Интересно, а как сейчас у меня на огороде? — Я на минуту,— буркнул я бывшему своему студенту и, приложив отводной объектив к глазу, медленно, наугад, страшно шатаясь (или это лес вокруг шатается в линзе?) побрёл в сторону деревянных дач. Вот и штакетник мой, выломанный мальчишками на углу огорода. Вот и снег, ещё оставшийся в тени, но уже съёжившийся, серо-чёрный. Отстранившись от камеры, я глянул вниз подслеповатыми от сияния глазами: рыжие семена берёз на снегу... сажа...
Но сугроб, съедаемый мощным жаром весны и ветром, хотел жить! Он простирал к небу белые отростки, хрустальные ладони, ледяные губы... Господи, чем я занимаюсь в последние дни? На что трачу остаток жизни?
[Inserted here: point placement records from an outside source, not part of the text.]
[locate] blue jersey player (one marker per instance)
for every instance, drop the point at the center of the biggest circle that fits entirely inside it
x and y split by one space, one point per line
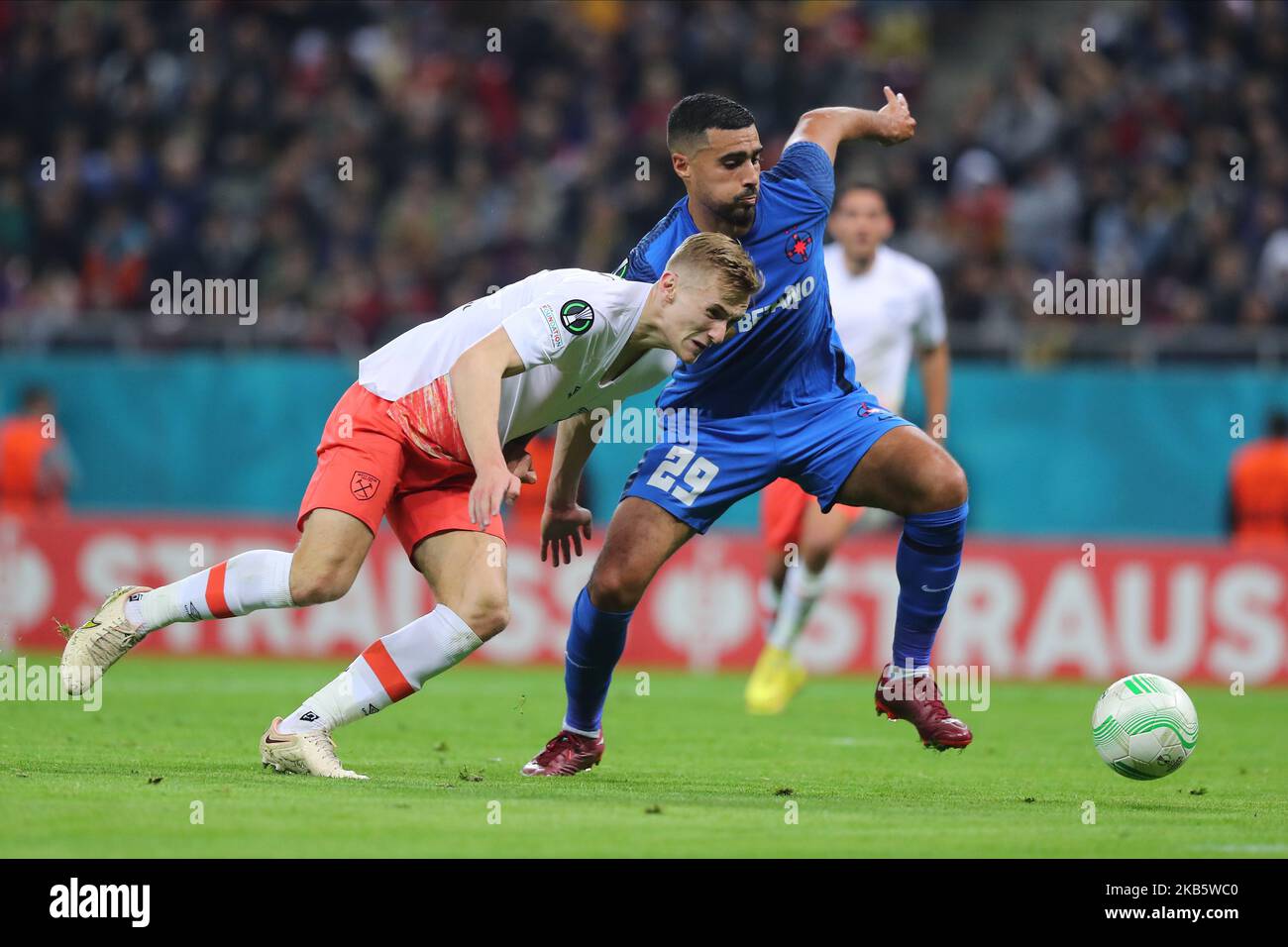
776 398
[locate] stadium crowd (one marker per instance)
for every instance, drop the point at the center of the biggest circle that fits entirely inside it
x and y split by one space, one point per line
1159 157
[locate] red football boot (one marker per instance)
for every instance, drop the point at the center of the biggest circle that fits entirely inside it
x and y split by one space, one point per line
917 699
567 755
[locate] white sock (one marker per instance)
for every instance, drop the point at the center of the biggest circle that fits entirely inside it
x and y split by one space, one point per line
391 668
802 589
894 671
769 595
259 579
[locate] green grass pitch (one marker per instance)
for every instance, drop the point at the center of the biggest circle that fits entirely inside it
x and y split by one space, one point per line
687 774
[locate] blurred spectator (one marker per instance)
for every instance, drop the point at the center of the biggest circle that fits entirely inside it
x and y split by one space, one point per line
35 464
1258 488
473 167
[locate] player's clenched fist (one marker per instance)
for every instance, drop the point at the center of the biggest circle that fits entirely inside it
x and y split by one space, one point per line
563 527
897 125
492 487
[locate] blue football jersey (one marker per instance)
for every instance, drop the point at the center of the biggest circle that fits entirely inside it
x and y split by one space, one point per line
786 352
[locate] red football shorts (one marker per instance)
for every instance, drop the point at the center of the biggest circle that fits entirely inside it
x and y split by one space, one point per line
782 510
370 468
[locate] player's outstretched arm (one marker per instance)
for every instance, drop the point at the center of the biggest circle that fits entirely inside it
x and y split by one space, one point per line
829 127
563 522
477 390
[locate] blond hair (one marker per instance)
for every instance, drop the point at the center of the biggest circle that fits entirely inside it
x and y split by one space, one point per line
738 277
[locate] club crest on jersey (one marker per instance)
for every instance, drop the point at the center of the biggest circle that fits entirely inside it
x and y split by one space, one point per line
578 316
799 247
364 484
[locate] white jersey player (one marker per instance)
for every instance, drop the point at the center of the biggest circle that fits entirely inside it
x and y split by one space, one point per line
888 307
430 437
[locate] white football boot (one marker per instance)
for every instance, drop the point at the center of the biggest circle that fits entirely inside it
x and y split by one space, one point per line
310 753
101 642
Мы все: и президенты, и воры в законе, и фарисеи от политики — уйдём, а земля всё так же будет возрождаться год от года, век от века, если, конечно, мы не уничтожим её своей химией, ревностью к новым поколениям, ненавистью... Но пока мы живы, надо бы радоваться и творить только добро...
И вдруг этот узкий сугроб в тени деревянного заборчика, этот сугроб потаённый, шуршащий и уменьшающийся на глазах, обрёл великий смысл под огненным небом. Мне показалось: некая пугающая связь установилась между ним и моей жизнью... Мне показалось: он растает — и я исчезну. Не схожу ли с ума? Не накрыть ли мешками снег, чтобы он дольше здесь пролежал?
Выключив камеру, я запрокинул голову. Зажмурившись то ли от слёз, то ли от солнца, я медленно вернулся в Красный лес, на поляну, где Дима Саврасов, восседая на пахнущих мёдом досках, рассказывал рабочим мужичкам одну из жутковатых историй, записанных нами лет пять назад у старух в Мотыгино. Вернее сказать, это песня:
Я стояла, примечала, как река быстро течёт...
Река быстра, вода чиста, как у милова слеза.
Не прогневайся, друг милой, что я буду говорить:
«Ты родителев боишься, ты не хошь меня любить.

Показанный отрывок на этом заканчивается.